Figure 7.12.4. General structure of a AI learning.

There are two main types of learning at AI system: Machine learning and Deep learning. Next Figure shows a general performance of deep learning over machine learning considering the increasing amount of data. However, it may vary depending on the data characteristics and experimental set up.

Figure 7.12.5. Machine learning and deep learning performance.

Machine learning and deep learning are both subfields of artificial intelligence (AI) that involve training algorithms to learn from data and make predictions or decisions. While they are related, there are some key differences between the two.

Machine learning is a broader field that focuses on algorithms and techniques to enable computers to learn from data and make predictions or decisions. It encompasses various approaches like supervised, unsupervised, and reinforcement learning. Supervised learning is typically the task of machine learning to learn a function that maps an input to an output based on sample input-output pairs. Unsupervised learning analyzes unlabeled datasets without the need for human interference, i.e., a data-driven process. Reinforcement learning is a type of machine learning algorithm that enables software agents and machines to automatically evaluate the optimal behavior in a particular context or environment to improve its efficiency, i.e., an environment-driven approach.

Deep learning is a subset of machine learning that uses artificial neural networks inspired by the human brain. It excels at learning complex patterns and relationships in data by automatically extracting hierarchical representations. It has achieved remarkable success in areas like computer vision and natural language processing.

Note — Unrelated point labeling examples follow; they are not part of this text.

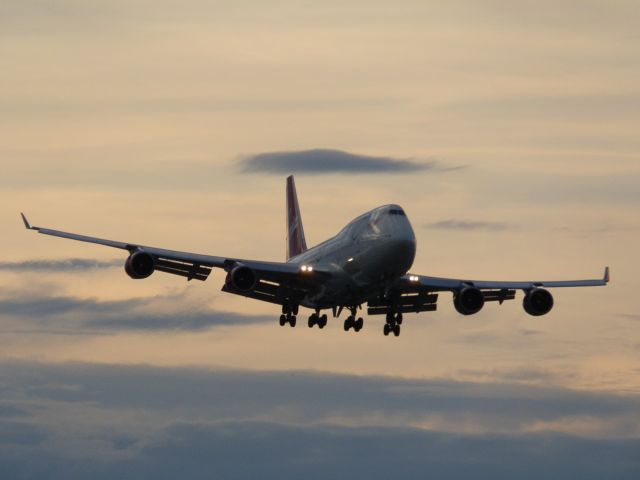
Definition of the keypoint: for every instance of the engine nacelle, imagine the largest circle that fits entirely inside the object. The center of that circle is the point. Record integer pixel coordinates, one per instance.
(139, 265)
(468, 301)
(537, 301)
(242, 278)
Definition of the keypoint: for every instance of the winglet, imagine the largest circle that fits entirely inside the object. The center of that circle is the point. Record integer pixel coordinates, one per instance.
(27, 225)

In short, machine learning is a general term, while deep learning is a specific approach within machine learning that leverages neural networks for complex tasks.

SUMMARY:

Is there a fear of the development of artificial intelligence or not?

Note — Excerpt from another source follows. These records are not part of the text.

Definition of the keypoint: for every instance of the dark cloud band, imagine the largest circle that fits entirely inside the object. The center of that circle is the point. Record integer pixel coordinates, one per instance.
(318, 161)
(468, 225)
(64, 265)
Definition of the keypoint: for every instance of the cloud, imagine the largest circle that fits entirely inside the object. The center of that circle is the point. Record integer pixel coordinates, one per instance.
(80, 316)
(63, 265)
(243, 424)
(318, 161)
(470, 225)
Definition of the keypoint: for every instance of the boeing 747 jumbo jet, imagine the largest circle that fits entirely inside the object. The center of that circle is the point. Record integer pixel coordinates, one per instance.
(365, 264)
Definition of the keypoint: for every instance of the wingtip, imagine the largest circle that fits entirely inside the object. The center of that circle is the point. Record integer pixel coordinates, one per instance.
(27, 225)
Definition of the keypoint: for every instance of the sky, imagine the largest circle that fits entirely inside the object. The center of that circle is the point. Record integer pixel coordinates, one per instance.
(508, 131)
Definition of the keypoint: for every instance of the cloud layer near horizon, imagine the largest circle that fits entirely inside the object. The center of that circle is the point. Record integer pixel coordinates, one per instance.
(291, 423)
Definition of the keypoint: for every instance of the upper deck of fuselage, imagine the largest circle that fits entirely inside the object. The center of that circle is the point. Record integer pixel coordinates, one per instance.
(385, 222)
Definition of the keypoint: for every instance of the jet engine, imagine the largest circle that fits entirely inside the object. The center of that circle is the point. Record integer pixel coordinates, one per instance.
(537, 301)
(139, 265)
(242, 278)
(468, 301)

• NO - If artificial intelligence adheres to the aforementioned laws of robotics described in the introductory chapter, there are no problems.
  
  
• YES - If the achievements of artificial intelligence are used for weapons of war for the purpose of eliminating enemy manpower, then we are screwed.
  

Who can forbid the army or limit them in what they do? Nobody! Try to imagine what 'military experts' are able to do with an aircraft of the type shown in Figure 9.1. Using artificial intelligence for military purposes is the same as building intercontinental missiles with nuclear warheads. Then the military leaders will 'agree' on limiting armaments at some summits?

What can be done, since time immemorial it has been in the nature of man to kill and make war. Why should it be different now?